What do you do with your conscience, with your life, in this world where “predatory capitalism has never been more invisible, more inevitable-seeming”? That dilemma tears at Ira, the narrator of this haunting novel. Ira is a Socialist, grad student, intellectual, atheist. And yet, through Mcilvain’s alchemy, Ira becomes a modern Everyman. I felt each step of his journey; his confusion, helplessness, even his earnestness. Far from being a decisive character, Ira, like many of us, is lost.

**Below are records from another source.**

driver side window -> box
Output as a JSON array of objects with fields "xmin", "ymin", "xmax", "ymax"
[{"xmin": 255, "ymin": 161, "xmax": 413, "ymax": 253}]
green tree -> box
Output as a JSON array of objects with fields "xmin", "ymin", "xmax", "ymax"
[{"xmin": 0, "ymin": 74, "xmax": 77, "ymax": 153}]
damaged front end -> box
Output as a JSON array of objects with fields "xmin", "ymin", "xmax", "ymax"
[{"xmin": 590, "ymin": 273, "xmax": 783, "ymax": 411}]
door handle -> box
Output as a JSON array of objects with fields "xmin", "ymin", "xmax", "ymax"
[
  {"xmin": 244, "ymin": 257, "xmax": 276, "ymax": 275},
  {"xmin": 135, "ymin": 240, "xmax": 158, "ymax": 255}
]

Ira meets Sam, an MFA poet looking for a more radical form of expression. This will lead him to underground Socialists calling themselves The Group, including Alex, his charismatic and no-nonsense ex-girlfriend. At the same time, Ira will meet and fall in love with the opposite: Jen, a beautiful pianist who wants a very different life. The stage is set. As an Enron-like company makes headlines for bankrupting millions of lives, and The Group plans to take some form of extreme action, and Ira gets engaged to Jen who may be the love of his life, we feel the tension build: we are on a collision course. By the end of this novel, none of the characters will be the same.
Yes somehow, through it all — the deceptions, the wreckage, the deaths — Mcilvain never loses sight of Eli’s humanity. The tender moments in this novel are some of the most touching of all. I think, in part, the secret is in the writing. The prose is beautiful, filled with quick poetic imagery, and Mcilvain does something unique with it: he re-describes the physical world over and over through Ira’s “doomy imagination.” The cities, the houses, the rooms, the weather, and especially the faces. Eli sees Sam and Alex and Jen different each time, noting something new or familiar, which in turn reveals something new or familiar within himself. This is Eli grasping at the world, trying to find the truth underneath the appearances, and for me it made for an evocative read. I felt like I was seeing (and re-seeing) the world through Eli’s eyes. Do yourself a favor: read this one slowly, think as you go, sink in.
Radicals is a disturbing, timely novel. Like Ira, I feel torn between the comforts of a conventional life and the injustice that seems necessary to support it; between ideals and reality. And like Ira, I don’t know what to do about it anymore. I’ve protested. I’ve donated. Such actions exerted pressure on the power structures in the past. But now? As Ira observes, “Marches and protests were the release valves a militarized state let the people pull.” So what do you do? Do you keep grinding away? Do you take more extreme action? Radials is a heartfelt, intelligent, and honest exploration of a question that may be impossible to answer.